If you're thinking of buying health coverage or switching plans and want to compare their features, here are some questions to ask: Traditional Health Insurance

How much does it cost? Are there any cost options or possible extras -- prescription drug coverage, eye care, dental care or others -- I may want to buy? What's covered? At the doctor's office? At the hospital? At the dentist, if included? What's not covered? Are there lifetime dollar limits on some kinds of coverage, or on all payments? How much? Who else in my family is covered? Until what age are my children covered? Are there deductibles or copayments for some services and how much? Many plans, for example, make you pay the first $25 or $100 or even $500 a year (the larger the deductible, typically, the less expensive the plan). Many then pay, say, 80 percent of some further charges after the deductible, and you pay the rest. Are there waiting periods for some kinds of coverage, say, maternity care? Can I go to any doctor or hospital, or must I only go to those approved by the insurer? Does the plan cover my entire hospital bill (except for personal items like TV and phone) or the main share of it? If you find a plan that covers only "room and board," beware -- that's only a fraction of today's entire daily hospital bill. Does the plan include "major medical" (sometimes called "catastrophic" or "stop-loss") coverage? This is a must today. A typical major medical plan may make you pay 80 per cent, say, of most charges up to $2,500 or so a year, then pay everything further. Can my policy be canceled for any reason? Can I renew it as often as I like? What happens after I reach 65? What if I leave my employer or group? Can I buy favorable individual coverage? What if my spouse has our only coverage and I'm divorced? Conversion to an individual policy should be possible. HMO or IPA

You might ask these as well as many of the preceding questions: Who will my doctor be? Can I pick my own doctor? And count on regularly seeing that doctor when needed? What are the doctor's qualifications? Is he or she board-certified (by a family practice or internal medicine or other specialty board)? There are excellent non-certified doctors, but the better HMOs have a high percentage of board-certified practitioners.

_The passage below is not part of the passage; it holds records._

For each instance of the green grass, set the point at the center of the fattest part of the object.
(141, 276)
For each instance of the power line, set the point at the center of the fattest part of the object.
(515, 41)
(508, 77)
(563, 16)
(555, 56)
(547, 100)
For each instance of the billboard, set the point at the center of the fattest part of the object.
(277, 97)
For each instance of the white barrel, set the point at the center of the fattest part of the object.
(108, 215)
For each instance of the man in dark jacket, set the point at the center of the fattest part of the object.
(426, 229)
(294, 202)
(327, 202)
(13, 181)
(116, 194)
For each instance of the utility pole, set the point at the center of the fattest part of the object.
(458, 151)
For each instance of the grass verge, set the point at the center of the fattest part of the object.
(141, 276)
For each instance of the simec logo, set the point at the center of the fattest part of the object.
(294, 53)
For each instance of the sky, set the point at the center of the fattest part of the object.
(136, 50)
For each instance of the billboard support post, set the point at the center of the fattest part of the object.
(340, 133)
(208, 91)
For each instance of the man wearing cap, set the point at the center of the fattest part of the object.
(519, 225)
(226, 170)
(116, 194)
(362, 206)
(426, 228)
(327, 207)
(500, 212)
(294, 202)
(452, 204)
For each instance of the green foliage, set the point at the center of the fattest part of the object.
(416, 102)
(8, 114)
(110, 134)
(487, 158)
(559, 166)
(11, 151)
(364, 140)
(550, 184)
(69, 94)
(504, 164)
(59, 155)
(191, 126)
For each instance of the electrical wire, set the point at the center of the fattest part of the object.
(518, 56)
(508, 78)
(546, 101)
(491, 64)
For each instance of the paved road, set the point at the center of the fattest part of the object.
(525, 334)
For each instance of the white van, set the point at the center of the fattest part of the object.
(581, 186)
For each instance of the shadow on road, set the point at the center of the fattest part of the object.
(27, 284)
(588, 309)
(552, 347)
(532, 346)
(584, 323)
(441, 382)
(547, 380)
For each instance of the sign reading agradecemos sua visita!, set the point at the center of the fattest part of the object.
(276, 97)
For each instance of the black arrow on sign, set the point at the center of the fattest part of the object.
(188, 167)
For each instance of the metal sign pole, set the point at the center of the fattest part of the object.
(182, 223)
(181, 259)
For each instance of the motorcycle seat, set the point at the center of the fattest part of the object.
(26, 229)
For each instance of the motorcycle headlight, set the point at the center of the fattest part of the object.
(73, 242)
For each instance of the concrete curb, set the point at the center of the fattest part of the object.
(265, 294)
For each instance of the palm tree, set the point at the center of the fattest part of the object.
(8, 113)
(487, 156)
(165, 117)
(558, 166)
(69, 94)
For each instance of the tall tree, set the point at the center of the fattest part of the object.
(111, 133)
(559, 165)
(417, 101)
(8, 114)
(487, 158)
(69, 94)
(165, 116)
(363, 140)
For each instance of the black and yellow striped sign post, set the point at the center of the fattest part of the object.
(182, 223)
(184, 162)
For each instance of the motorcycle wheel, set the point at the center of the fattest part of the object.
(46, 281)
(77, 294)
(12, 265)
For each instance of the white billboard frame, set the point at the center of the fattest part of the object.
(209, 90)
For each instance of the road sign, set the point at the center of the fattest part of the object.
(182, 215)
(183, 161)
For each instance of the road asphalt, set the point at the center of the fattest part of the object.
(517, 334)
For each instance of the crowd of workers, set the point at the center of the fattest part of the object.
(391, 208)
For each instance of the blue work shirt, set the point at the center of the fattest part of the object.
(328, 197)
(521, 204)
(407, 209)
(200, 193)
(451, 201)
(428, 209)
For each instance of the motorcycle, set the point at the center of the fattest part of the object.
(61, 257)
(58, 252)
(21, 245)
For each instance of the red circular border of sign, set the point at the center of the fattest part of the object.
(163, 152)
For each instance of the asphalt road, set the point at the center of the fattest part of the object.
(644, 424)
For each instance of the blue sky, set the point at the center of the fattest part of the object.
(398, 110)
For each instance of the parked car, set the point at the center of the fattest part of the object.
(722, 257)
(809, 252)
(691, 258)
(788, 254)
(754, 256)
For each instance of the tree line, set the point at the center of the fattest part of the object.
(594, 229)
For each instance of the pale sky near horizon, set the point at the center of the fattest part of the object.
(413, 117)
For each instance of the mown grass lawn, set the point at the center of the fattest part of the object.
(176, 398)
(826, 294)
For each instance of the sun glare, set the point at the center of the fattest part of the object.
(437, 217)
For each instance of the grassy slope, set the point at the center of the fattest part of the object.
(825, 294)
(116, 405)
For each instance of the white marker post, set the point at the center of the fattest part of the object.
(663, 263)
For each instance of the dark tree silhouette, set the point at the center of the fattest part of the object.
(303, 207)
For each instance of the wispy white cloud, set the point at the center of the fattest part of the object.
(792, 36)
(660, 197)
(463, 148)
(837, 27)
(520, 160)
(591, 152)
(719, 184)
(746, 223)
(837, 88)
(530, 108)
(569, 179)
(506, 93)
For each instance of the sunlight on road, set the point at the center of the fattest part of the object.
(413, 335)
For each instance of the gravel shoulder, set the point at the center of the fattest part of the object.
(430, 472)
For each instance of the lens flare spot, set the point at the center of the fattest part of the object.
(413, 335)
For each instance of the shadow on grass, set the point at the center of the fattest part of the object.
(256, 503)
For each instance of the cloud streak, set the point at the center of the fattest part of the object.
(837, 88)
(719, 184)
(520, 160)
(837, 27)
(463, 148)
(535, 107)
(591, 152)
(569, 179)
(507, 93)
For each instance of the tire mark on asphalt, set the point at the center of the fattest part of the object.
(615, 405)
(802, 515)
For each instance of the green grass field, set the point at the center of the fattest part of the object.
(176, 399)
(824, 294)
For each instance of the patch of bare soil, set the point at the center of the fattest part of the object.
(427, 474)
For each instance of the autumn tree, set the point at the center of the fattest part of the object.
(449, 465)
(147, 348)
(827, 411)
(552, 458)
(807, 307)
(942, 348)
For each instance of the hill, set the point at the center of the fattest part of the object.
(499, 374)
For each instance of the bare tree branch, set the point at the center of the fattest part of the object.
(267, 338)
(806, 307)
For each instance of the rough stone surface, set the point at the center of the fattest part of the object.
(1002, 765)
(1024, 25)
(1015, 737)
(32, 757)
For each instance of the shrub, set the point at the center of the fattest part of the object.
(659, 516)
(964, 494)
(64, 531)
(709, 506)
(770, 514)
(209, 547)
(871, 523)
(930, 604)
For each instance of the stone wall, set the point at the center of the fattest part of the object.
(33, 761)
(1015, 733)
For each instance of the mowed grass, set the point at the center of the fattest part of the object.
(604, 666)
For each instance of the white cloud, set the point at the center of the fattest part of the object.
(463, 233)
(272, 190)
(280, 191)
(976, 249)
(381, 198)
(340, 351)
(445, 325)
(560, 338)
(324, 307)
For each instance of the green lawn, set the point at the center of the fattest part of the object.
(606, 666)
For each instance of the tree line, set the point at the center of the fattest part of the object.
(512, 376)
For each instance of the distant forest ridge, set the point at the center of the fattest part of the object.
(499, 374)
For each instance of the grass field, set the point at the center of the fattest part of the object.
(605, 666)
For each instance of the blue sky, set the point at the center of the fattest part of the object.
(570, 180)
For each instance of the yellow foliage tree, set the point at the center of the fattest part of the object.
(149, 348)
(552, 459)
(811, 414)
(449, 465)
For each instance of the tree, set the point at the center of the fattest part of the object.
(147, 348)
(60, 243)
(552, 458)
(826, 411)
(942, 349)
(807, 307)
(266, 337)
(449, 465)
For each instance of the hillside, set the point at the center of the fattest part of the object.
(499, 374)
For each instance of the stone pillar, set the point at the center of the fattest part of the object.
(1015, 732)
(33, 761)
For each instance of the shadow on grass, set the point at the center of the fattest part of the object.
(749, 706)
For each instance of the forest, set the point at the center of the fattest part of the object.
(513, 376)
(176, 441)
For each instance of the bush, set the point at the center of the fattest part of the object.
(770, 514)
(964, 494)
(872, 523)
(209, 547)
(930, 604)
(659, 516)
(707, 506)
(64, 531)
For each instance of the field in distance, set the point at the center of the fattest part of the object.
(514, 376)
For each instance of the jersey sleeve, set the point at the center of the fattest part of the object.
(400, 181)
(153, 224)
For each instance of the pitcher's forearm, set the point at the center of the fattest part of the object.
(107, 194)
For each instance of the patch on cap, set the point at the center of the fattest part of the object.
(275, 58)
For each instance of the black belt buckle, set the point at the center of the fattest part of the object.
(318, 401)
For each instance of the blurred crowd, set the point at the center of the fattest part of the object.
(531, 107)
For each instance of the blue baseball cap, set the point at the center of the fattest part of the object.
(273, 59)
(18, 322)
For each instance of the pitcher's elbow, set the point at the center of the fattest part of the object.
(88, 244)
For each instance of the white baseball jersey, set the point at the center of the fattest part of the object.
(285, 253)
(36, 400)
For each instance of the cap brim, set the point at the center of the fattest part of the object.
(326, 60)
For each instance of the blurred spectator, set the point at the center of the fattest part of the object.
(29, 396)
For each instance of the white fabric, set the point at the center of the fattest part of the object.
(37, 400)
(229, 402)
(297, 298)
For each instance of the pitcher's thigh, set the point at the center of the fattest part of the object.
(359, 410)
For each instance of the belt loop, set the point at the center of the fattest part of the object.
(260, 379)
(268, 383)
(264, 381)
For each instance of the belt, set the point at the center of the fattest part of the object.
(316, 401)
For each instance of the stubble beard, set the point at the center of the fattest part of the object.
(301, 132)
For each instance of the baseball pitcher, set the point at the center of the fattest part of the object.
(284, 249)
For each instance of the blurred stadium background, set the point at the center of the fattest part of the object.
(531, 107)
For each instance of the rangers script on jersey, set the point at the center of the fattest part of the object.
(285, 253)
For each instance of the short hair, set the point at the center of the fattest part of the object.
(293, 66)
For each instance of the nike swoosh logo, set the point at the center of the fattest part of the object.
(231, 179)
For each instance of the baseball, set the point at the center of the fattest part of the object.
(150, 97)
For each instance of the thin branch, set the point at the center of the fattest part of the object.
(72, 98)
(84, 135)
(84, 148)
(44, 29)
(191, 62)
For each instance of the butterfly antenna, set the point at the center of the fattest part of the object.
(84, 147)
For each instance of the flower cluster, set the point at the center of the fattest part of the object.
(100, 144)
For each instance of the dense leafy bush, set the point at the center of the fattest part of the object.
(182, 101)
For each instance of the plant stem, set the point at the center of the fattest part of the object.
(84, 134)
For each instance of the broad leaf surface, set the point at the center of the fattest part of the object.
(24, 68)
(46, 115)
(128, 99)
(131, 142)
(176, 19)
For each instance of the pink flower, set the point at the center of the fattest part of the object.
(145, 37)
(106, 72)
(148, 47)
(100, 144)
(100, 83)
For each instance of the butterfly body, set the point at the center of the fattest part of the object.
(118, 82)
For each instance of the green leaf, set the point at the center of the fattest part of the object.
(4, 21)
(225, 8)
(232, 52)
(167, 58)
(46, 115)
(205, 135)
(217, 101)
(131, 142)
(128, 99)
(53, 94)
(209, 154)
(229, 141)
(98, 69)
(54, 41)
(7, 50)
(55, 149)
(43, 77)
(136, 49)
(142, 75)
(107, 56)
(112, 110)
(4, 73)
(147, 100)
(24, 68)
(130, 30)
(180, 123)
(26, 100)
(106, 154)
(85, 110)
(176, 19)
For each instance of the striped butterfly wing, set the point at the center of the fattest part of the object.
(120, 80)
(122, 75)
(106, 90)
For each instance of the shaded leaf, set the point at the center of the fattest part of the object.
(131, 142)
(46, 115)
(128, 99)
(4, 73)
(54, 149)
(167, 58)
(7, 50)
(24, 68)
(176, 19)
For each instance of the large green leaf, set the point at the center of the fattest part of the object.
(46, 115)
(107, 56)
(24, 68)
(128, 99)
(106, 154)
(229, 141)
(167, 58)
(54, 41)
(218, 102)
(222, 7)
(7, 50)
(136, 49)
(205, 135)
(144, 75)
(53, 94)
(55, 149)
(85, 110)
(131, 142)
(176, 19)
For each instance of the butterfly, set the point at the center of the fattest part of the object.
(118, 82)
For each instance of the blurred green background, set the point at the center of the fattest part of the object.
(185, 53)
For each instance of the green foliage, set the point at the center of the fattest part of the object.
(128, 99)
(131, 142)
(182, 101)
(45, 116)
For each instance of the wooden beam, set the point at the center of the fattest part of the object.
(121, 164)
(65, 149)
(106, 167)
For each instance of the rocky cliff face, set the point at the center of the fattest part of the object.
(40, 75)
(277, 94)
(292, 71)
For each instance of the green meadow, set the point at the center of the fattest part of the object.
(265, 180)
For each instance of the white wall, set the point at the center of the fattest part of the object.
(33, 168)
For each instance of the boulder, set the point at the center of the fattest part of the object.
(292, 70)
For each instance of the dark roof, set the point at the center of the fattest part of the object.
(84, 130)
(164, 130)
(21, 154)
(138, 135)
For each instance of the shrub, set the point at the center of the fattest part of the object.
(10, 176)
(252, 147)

Will I sometimes be seen by a nurse-practitioner or physician's assistant instead of a doctor? If I'm dissatisfied, may I then see a doctor? Can I change doctors if I want? What specialties does the plan include? Does it have specialists in eye care, dermatology, obstetrics and gynecology, pediatrics, mental health -- or whatever areas concern me? What if I want to see a specialist? Must I have my doctor's approval? The answer is often yes. What if I go to a specialist or other doctor outside the plan -- will the plan pay? The answer is usually no. Where do I go for care? Is it convenient? What are the hours? How long does it generally take to get an appointment? (One authority said an ideal might be no more than a week for non-emergencies, two weeks to see a specialist. I've often waited much longer than that to see non-HMO doctors.) What if I have an emergency or an urgent need to see a doctor right away? What about nights, weekends, holidays? Where do I go if I have to be hospitalized? Do I have any choice? What if I have a complaint? Is there a grievance procedure? Is there a specified ombudsman or patient representative to hear me? Is there any arrangment for appeal or review of any differences over my treatment or coverage?

If the answer to all these questions sounds great, let me know. I may switch, too.